Le propre de la civilisation est d’éteindre les instincts naturels qui ne répondent plus aux conditions de la vie qu’elle a faite. L’homme primitif doit conquérir tous les jours sa nourriture, il doit s’ingénier pour satisfaire son sexe. L’homme civilisé ne s’ingénie que pour gagner l’argent qui lui procure tout ce qui lui faut : nourriture, vêtement, maison et amour. L’argent s’approprie dans une certaine mesure par conquête, mais c’est une conquête dans laquelle la brutalité et le courage physique n’ont plus à intervenir.

La mystique combative demeure comme un organe vestigiaire. Les mâles se transmettent l’idée que l’homme doit avoir du courage, qu’il ne doit pas craindre la mort et que, pour être vraiment digne du sexe masculin, il faut même rechercher le danger.

C’est ainsi que des jeunes fous de vingt ans s’élancent en auto, à cent cinquante kilomètres à l’heure, contre un passage à niveau fermé. Ils sont écrabouillés par le chemin de fer, la voiture est en miettes, mais les camarades diront qu’ils avaient du cran.

Il faut déboulonner le courage !

Certes, dans ces folies, comment les appeler autrement… de jeunesse, il y a de la vigueur, des muscles, du sang, une énergie qui a besoin de se dépenser ; mais il y a surtout l’amour de la gloriole ; on risque parce qu’on espère échapper et pouvoir ensuite crâner devant la galerie.

Il faut supprimer la galerie, ou plutôt il la faut assagir, de telle sorte qu’elle appelle par leur nom, des fous, les gens qui franchissent les passages à niveaux fermés.

La lâcheté n’est pas honteuse ; elle n’est que le nom d’opprobre donné à l’amour de la vie, instinct naturel et légitime.

Celui qui n’aime pas la vie peut en sortir, c’est son droit, mais pourquoi mettre à l’honneur des actes parfaitement inutiles pour la seule raison qu’ils font risquer la mort.

Se jeter à l’eau pour sauver quelqu’un, même un chien, quand on sait nager, est une bonne action, mais le faire quand on ne le sait pas est une sottise qui n’a d’excuse que l’affolement.

Que dire de ces sports brutaux, où les instincts de la bête sont déchaînés à tel point qu’il y a mort d’homme.
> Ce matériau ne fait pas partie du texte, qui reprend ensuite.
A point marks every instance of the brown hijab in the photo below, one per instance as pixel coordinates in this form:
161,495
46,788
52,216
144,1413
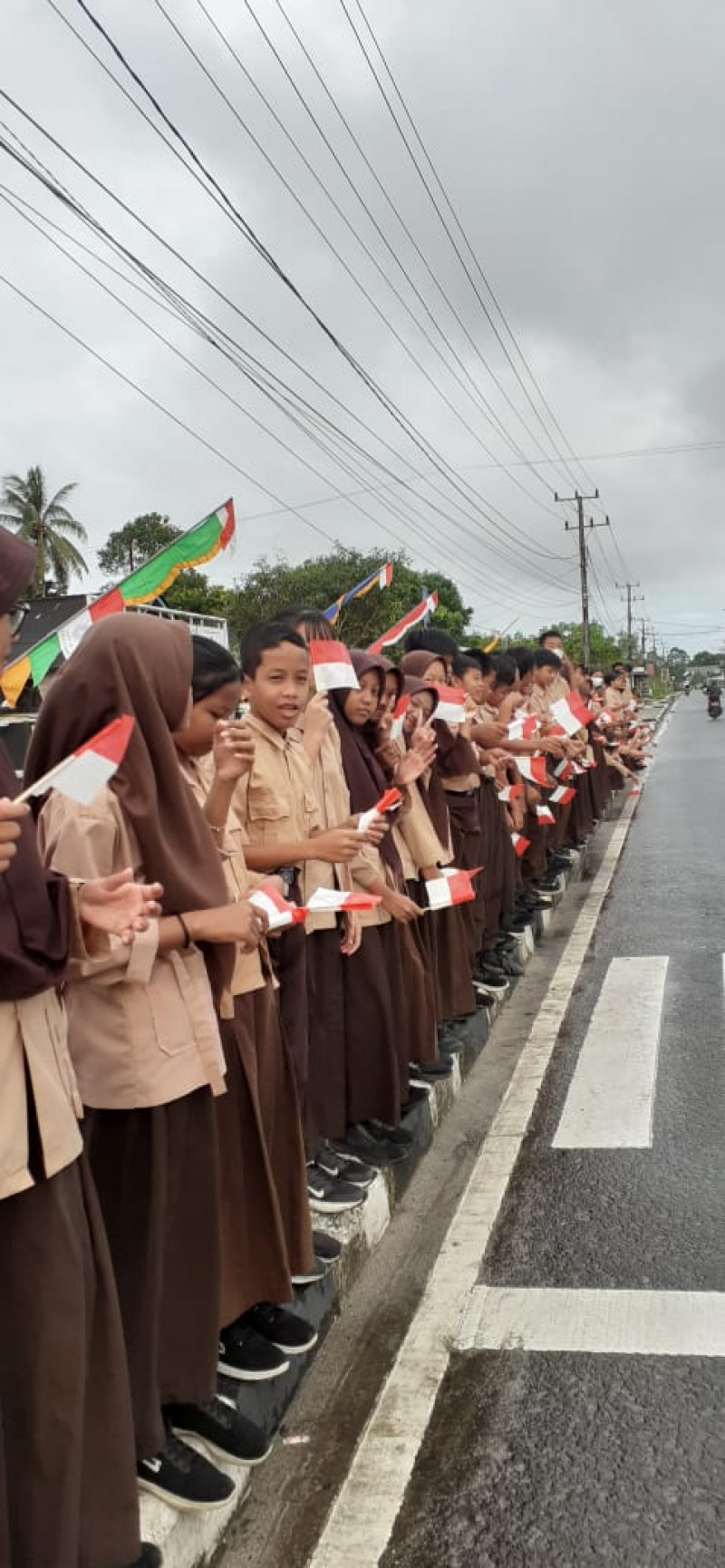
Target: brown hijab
364,777
134,663
34,905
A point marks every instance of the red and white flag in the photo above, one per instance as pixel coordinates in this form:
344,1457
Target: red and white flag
450,704
325,899
452,888
396,633
332,665
534,769
83,773
523,728
399,717
572,714
278,910
390,801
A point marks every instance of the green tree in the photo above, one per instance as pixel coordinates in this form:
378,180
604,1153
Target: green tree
135,543
275,586
46,522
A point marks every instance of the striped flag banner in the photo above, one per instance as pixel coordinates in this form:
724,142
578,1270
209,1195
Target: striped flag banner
332,665
83,773
572,714
380,577
396,633
390,801
452,888
193,547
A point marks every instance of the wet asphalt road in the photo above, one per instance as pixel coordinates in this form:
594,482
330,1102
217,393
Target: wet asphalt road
561,1458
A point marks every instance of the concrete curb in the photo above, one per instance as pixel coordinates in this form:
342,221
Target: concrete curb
192,1540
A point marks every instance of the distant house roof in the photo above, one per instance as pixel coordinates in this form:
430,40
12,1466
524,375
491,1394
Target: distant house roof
44,616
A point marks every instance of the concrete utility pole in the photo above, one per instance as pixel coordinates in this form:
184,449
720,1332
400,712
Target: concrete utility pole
631,597
579,499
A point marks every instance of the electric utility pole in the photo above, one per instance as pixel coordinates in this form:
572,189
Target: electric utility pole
631,597
579,500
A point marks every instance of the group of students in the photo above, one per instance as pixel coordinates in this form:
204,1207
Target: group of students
234,1084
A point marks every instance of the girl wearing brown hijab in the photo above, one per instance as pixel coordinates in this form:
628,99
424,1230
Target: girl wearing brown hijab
68,1486
146,1045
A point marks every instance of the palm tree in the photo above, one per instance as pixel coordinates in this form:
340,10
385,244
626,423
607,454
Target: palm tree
44,522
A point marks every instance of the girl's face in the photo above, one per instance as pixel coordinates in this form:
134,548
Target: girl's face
420,704
362,704
197,737
437,673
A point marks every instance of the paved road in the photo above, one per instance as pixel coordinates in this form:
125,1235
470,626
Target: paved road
587,1426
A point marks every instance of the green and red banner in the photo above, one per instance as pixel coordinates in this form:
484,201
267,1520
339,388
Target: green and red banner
148,582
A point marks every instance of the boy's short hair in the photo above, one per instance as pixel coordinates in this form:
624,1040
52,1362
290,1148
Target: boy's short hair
545,659
430,640
263,637
506,668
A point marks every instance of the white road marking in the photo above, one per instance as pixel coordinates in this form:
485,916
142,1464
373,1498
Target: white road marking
368,1504
596,1322
611,1098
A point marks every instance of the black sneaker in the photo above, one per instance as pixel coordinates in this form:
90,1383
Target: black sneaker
150,1557
362,1145
382,1129
184,1477
246,1357
330,1195
325,1247
222,1428
283,1329
333,1164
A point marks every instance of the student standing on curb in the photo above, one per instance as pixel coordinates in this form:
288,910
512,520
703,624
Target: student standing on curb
68,1486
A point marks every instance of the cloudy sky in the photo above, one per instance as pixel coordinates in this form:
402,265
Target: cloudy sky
581,148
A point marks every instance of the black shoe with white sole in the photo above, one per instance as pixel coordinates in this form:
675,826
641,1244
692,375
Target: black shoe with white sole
248,1359
333,1164
184,1477
291,1333
332,1195
222,1428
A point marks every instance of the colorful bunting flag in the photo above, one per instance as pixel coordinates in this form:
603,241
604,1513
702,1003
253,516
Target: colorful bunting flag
396,633
193,547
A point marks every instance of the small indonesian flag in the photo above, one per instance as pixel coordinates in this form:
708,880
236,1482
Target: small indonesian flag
83,773
396,633
390,801
523,728
450,704
278,910
399,717
534,769
572,714
332,665
562,795
452,888
520,844
327,899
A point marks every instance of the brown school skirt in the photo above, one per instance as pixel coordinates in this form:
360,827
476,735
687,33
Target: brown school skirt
253,1248
327,1097
280,1108
372,1031
159,1185
68,1471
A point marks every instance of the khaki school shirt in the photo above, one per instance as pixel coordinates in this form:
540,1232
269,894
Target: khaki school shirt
141,1024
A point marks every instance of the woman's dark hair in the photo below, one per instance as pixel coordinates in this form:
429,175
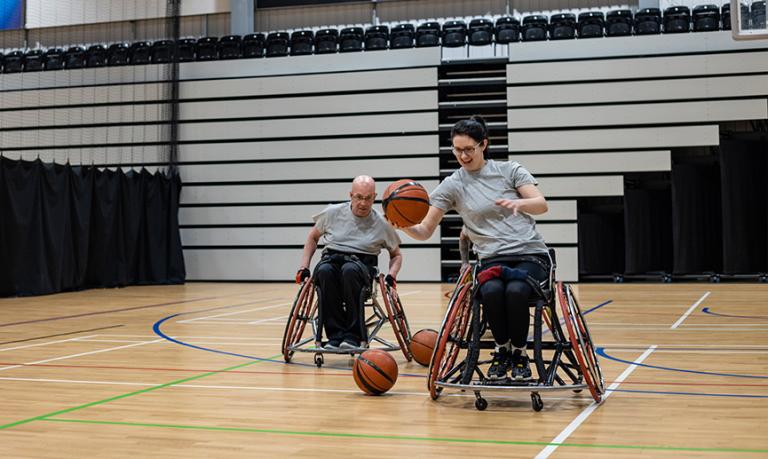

On a oublié qu’on se battait pour rire ; que c’était du sport, un jeu, de la culture physique et on tue par frénésie un partenaire qui ne vous a fait aucun mal et à qui on n’en veut d’aucune manière. Instinct naturel, instinct pernicieux ; la brute qui a tué dans la boxe, le football, etc., battra sa femme, brutalisera ses enfants, se montrera un danger social. La vie est le plus précieux des biens ; qu’importe l’argent, la gloire, les honneurs, à celui qui n’est plus. Le soldat inconnu, couché sous l’arc de triomphe, est indifférent aux comédies qui se jouent au-dessus de lui ; il ne les voit pas plus que ne les voit le cercueil où il est enfermé, matière parmi la matière.

La société d’aujourd’hui n’a pas besoin de courage ; elle n’a besoin que de l’intelligence qui donnera le moyen d’éviter tous les dangers.

Doctoresse PELLETIER.
  1. Réponse à Quinton : La guerre, état naturel des mâles.